In a way, python makes reasoning this out harder than it would be in C or many other languages by not having a fixed size for its integers, so when dealing with ~0 you have to briefly imagine that there's this infinite string of 1s that you're dealing with, but it isn't that bad.
print 1>0 == (-1)<0 # => False
print (1>0) == ((-1)<0) # => True
First line prints False.
Second line prints True
The problem is if according to the order comparison operators are above equality operators.
Shouldn't both lines print True? (Or at least the same thing..)
https://www.codecademy.com/en/forum_questions/512cd091ffeb9e603b005713
Both equality and the greater than and less than operators have the same precedence in Python. But you're seeing something odd because of how an expression with multiple comparison operators in a row gets evaluated. Rather than comparing the results of previous calculations using its rules of precedence, Python chains them together with and (repeating the middle subexpressions).
The expression 1 > 0 == -1 < 0 is equivalent to (1 > 0) and (0 == -1) and (-1 < 0) (except that each of the repeated subexpressions, like -1 only gets evaluated once, which might matter if it was a function call with side effects rather than an integer literal).
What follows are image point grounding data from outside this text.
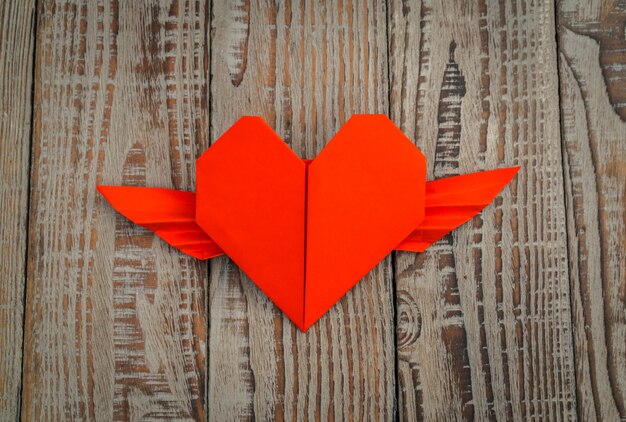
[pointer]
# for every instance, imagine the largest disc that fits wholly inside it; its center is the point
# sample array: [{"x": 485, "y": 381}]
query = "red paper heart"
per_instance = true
[{"x": 359, "y": 201}]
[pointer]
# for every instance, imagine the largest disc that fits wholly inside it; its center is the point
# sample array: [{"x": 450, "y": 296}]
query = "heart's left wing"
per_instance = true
[
  {"x": 169, "y": 213},
  {"x": 452, "y": 201}
]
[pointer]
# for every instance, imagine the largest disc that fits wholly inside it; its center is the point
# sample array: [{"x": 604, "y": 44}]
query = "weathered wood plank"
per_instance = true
[
  {"x": 484, "y": 328},
  {"x": 306, "y": 68},
  {"x": 115, "y": 319},
  {"x": 16, "y": 68},
  {"x": 592, "y": 58}
]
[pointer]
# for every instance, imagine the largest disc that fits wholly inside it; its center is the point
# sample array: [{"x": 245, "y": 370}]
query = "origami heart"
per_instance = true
[{"x": 307, "y": 231}]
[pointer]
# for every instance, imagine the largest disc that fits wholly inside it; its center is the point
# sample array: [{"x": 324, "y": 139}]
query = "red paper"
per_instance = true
[{"x": 307, "y": 231}]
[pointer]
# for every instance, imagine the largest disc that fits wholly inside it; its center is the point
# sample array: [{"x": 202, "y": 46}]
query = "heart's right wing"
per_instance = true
[
  {"x": 169, "y": 213},
  {"x": 453, "y": 201}
]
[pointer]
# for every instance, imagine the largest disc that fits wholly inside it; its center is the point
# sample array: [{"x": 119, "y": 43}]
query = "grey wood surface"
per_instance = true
[{"x": 519, "y": 314}]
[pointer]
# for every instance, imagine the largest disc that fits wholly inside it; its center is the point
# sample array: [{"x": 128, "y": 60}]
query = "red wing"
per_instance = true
[
  {"x": 171, "y": 214},
  {"x": 453, "y": 201}
]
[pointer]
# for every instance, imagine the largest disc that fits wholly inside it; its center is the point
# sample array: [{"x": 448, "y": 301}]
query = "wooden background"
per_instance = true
[{"x": 520, "y": 314}]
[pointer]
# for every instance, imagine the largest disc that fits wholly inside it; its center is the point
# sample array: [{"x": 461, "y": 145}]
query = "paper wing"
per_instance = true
[
  {"x": 167, "y": 212},
  {"x": 453, "y": 201}
]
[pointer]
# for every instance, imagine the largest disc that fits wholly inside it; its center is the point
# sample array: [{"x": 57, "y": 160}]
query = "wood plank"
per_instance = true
[
  {"x": 115, "y": 319},
  {"x": 592, "y": 57},
  {"x": 16, "y": 68},
  {"x": 484, "y": 325},
  {"x": 306, "y": 69}
]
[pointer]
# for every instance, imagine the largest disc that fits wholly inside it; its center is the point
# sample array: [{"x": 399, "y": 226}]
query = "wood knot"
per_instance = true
[{"x": 409, "y": 320}]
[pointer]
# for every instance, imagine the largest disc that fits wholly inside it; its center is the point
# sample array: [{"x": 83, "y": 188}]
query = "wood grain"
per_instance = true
[
  {"x": 115, "y": 319},
  {"x": 306, "y": 68},
  {"x": 484, "y": 324},
  {"x": 592, "y": 58},
  {"x": 16, "y": 68}
]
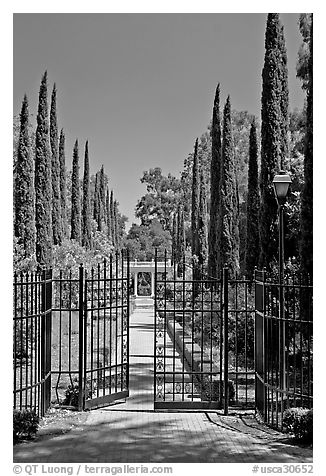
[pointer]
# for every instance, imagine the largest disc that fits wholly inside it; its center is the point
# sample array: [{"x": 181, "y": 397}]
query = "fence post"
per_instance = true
[
  {"x": 226, "y": 339},
  {"x": 45, "y": 331},
  {"x": 260, "y": 344},
  {"x": 81, "y": 306}
]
Since the middle subexpression is False, the whole thing is False.
In the second version, the parentheses prevent the comparison chaining from happening, so it just evaluates the inequalities independently and then compares True == True which is True.
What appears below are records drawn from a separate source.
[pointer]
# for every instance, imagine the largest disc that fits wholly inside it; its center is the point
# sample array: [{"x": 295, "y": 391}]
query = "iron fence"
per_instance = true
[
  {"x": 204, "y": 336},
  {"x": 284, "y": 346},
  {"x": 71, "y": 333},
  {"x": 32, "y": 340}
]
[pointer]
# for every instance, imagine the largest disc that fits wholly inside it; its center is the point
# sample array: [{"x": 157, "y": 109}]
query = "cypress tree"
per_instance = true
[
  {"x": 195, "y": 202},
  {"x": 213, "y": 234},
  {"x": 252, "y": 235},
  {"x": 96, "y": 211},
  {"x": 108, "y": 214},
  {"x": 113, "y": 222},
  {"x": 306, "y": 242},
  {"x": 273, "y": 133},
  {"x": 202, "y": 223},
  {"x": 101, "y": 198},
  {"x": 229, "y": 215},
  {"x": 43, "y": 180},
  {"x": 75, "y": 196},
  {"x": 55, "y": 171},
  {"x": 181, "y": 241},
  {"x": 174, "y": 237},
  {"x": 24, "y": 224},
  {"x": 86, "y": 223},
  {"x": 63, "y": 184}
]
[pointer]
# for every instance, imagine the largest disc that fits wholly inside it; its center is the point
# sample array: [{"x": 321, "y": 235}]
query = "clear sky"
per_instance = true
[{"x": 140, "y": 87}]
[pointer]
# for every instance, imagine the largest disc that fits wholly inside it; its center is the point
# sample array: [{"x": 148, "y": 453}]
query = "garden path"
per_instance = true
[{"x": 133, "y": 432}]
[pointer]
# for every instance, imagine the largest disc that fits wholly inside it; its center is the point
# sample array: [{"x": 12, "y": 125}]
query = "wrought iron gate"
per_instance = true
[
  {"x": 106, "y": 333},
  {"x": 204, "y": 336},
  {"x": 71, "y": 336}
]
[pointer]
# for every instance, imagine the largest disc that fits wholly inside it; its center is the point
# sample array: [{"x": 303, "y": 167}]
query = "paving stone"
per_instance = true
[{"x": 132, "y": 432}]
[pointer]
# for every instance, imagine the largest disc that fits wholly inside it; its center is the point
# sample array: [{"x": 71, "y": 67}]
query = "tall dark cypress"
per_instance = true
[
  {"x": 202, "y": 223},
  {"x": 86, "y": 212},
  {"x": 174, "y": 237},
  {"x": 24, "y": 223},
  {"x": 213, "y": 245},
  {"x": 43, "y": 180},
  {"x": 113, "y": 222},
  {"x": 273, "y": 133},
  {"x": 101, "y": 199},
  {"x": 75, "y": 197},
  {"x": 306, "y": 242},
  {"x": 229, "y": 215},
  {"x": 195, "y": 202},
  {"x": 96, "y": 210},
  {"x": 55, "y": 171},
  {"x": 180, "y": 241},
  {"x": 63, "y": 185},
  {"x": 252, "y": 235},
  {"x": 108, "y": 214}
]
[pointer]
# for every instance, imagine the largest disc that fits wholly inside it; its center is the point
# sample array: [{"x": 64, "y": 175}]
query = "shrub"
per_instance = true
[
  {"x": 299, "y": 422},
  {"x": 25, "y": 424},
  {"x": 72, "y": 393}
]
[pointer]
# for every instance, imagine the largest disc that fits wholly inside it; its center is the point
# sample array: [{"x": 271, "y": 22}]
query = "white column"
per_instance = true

When I execute in python following code
print(0<5<2)
It gives False as output
but same thing in C++
std::cout<<(0<5<2);
returns True
Why this contradiction?
In Python, 0 < 5 < 2 is equivalent to 0 < 5 and 5 < 2.
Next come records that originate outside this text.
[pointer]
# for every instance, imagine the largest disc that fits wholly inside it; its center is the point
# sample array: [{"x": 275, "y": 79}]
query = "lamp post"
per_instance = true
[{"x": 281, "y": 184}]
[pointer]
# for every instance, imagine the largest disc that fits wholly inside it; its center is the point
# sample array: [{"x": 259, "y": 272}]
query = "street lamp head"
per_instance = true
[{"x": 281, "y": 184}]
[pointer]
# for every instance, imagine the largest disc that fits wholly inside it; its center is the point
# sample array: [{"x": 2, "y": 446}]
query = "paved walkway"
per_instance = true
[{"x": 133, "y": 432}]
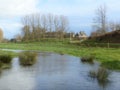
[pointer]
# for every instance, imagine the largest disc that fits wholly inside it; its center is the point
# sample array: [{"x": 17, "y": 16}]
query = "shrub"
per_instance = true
[
  {"x": 5, "y": 59},
  {"x": 27, "y": 58},
  {"x": 87, "y": 58},
  {"x": 101, "y": 75}
]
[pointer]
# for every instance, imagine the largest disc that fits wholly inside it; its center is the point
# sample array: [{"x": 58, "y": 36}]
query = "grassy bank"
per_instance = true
[{"x": 101, "y": 54}]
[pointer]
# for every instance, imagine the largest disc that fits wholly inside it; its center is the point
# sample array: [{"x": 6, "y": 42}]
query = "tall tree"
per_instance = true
[{"x": 100, "y": 20}]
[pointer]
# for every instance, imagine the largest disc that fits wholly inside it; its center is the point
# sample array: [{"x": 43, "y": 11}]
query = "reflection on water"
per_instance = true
[{"x": 54, "y": 72}]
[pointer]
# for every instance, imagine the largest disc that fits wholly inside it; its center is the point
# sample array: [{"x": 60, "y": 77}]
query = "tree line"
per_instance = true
[{"x": 39, "y": 26}]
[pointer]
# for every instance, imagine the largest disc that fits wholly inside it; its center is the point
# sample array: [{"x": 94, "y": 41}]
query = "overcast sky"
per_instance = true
[{"x": 79, "y": 12}]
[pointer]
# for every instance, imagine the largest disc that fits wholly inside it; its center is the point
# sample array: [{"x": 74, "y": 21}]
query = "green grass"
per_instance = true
[
  {"x": 5, "y": 59},
  {"x": 27, "y": 58},
  {"x": 101, "y": 54},
  {"x": 101, "y": 75}
]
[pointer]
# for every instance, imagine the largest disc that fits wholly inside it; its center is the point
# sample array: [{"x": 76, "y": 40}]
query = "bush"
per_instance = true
[
  {"x": 5, "y": 59},
  {"x": 27, "y": 58},
  {"x": 87, "y": 58},
  {"x": 101, "y": 75}
]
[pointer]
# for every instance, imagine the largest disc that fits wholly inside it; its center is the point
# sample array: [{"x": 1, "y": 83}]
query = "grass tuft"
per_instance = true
[{"x": 27, "y": 58}]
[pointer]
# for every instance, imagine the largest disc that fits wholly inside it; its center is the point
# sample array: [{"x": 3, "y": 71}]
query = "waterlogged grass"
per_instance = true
[
  {"x": 89, "y": 58},
  {"x": 103, "y": 55},
  {"x": 101, "y": 74},
  {"x": 111, "y": 64},
  {"x": 5, "y": 60},
  {"x": 27, "y": 58}
]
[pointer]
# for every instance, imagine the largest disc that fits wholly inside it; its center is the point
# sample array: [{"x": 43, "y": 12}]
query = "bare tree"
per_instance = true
[
  {"x": 38, "y": 26},
  {"x": 100, "y": 20}
]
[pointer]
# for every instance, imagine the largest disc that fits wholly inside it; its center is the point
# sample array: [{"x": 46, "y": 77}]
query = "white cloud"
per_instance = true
[{"x": 17, "y": 7}]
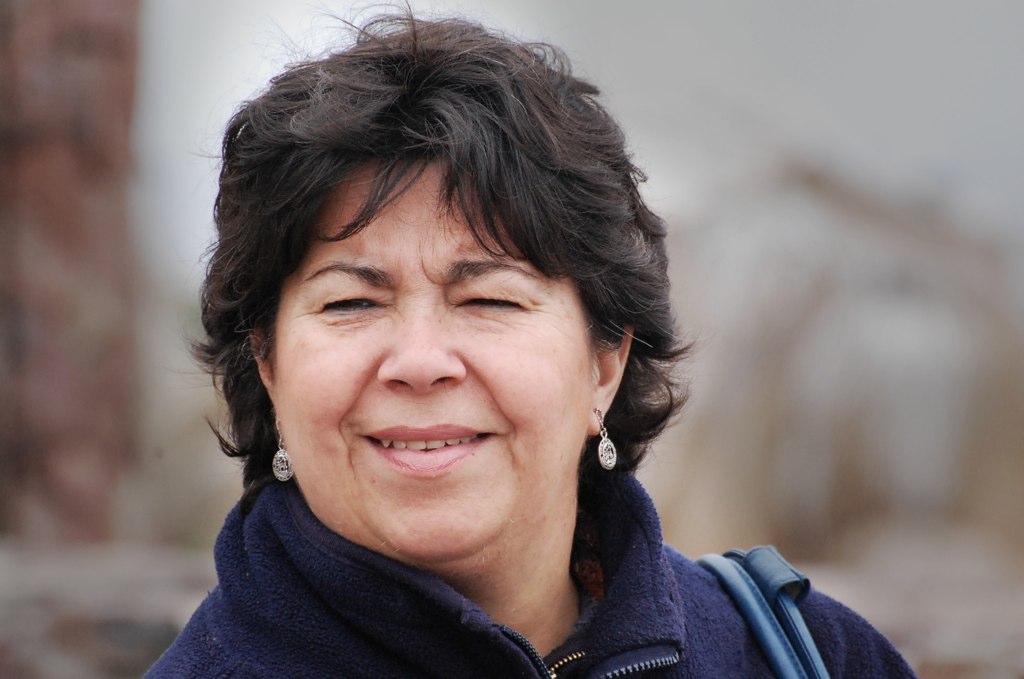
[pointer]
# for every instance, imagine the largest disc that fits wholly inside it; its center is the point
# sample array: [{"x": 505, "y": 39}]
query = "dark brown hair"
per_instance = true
[{"x": 532, "y": 162}]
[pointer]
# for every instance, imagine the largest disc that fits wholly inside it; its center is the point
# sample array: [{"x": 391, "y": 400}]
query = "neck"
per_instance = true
[{"x": 529, "y": 590}]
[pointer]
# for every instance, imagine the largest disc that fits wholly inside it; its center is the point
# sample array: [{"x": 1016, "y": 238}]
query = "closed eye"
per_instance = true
[
  {"x": 489, "y": 301},
  {"x": 349, "y": 305}
]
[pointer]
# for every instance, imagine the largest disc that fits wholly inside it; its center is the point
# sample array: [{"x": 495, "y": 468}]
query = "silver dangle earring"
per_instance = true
[
  {"x": 605, "y": 449},
  {"x": 282, "y": 463}
]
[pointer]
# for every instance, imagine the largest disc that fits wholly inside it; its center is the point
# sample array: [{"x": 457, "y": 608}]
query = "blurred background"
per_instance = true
[{"x": 844, "y": 187}]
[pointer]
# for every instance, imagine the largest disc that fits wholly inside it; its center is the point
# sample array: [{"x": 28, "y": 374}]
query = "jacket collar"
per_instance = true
[{"x": 294, "y": 579}]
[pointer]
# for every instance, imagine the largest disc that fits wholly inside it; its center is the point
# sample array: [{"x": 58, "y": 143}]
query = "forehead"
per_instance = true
[
  {"x": 418, "y": 222},
  {"x": 418, "y": 214}
]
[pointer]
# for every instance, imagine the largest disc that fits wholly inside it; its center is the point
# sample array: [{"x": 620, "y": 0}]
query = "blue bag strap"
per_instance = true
[
  {"x": 752, "y": 604},
  {"x": 766, "y": 589},
  {"x": 784, "y": 587}
]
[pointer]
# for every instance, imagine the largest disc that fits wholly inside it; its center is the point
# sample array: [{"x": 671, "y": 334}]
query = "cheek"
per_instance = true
[{"x": 316, "y": 379}]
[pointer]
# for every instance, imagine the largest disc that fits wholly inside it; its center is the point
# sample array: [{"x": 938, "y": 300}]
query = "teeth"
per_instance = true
[{"x": 425, "y": 444}]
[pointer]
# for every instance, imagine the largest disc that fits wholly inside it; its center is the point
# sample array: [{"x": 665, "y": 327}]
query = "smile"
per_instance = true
[{"x": 425, "y": 444}]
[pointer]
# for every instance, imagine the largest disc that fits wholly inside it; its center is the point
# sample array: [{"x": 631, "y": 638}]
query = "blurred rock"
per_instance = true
[
  {"x": 67, "y": 264},
  {"x": 94, "y": 611}
]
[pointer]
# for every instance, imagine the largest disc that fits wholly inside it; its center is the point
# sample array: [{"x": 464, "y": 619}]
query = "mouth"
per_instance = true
[
  {"x": 425, "y": 444},
  {"x": 427, "y": 457}
]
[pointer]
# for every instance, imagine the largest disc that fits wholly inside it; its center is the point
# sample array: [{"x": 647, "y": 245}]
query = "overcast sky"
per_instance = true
[{"x": 920, "y": 98}]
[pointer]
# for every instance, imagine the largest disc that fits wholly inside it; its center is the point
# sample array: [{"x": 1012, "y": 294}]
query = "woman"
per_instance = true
[{"x": 438, "y": 312}]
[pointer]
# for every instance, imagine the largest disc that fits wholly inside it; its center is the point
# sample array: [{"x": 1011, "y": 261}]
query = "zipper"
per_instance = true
[
  {"x": 653, "y": 664},
  {"x": 560, "y": 665},
  {"x": 527, "y": 647}
]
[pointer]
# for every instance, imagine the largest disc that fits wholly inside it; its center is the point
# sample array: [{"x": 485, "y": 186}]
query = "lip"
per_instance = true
[{"x": 428, "y": 462}]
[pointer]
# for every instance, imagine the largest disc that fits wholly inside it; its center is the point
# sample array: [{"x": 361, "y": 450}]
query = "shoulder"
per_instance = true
[
  {"x": 849, "y": 645},
  {"x": 198, "y": 651}
]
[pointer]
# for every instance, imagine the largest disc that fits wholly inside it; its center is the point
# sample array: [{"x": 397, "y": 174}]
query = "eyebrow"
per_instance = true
[
  {"x": 464, "y": 269},
  {"x": 370, "y": 274}
]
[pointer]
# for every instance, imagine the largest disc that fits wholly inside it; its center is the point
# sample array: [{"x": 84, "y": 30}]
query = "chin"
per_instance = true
[{"x": 433, "y": 540}]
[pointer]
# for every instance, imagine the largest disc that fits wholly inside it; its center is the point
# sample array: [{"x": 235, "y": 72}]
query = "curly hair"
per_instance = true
[{"x": 535, "y": 165}]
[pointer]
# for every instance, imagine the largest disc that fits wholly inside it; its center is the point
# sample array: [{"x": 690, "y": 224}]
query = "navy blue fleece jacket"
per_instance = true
[{"x": 295, "y": 599}]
In C++, it is equivalent to static_cast<int>(0 < 5) < 2.
The Python shorthand is originally inspired by mathematics, but has been so generalized that you can write really strange stuff, like
>>> 1 < 5 in [2,3,4]
False
>>> 1 < 5 in [2,3,5]
True
and confuse all your friends.
Because they are different language that has different syntax and work differently.
In the case of c++, the statement is evaluated from left to right.
0<5 == true
true < 2, this will trigger an implicit conversion from true to 1
1 < 2 == true, which is the end result
Python has different rules for how the language works.
I don't know them, but clearly they lead to different result in this case.
All comparison operations in Python have the same priority, which is lower than that of any arithmetic, shifting or bitwise operation. Thus "==" and "<" have the same priority, why would the first expression in the following evaluate to True, different from the 2nd expression?
>>> -1 < 0 == False
True
>>> (-1 < 0) == False
False
I would expect both be evaluated to False. Why is it not the case?
Python has a really nice feature - chained comparison, like in math expressions, so
-1 < 0 == False
is actually a syntactic sugar for
-1 < 0 and 0 == False
under the hood.
I thought I read somewhere that python (3.x at least) is smart enough to handle this:
x = 1.01
if 1 < x < 0:
print('out of range!')
However it is not working for me.
I know I can use this instead:
if ((x > 1) | (x < 0)):
print('out of range!')
... but is it possible to fix the version above?
It works well, it is your expression that is always False; try this one instead:
x = .99
if 1 > x > 0:
print('out of range!')
Python chained comparisons work like mathematical notation. In math, "0 < x < 1" means that x is greater than 0 and less than one, and "1 < x < 0" means that x is greater than 1 and less than 0.
And. Not or. Both conditions need to hold.
If you want an "or" , you can write one yourself. It's or in Python, not |; | is bitwise OR.
if x > 1 or x < 0:
whatever()
Alternatively, you can write your expression in terms of "and":
if not (0 <= x <= 1):
whatever()
You can do it in one compound expression, as you've already noted, and others have commented. You cannot do it in an expression with an implied conjunction (and / or), as you're trying to do with 1 < x < 0. Your expression requires an or conjunction, but Python's implied operation in this case is and.
Therefore, to get what you want, you have to reverse your conditional branches and apply deMorgan's laws:
if not(0 <= x <= 1):
print('out of range!')
Now you have the implied and operation, and you get the control flow you wanted.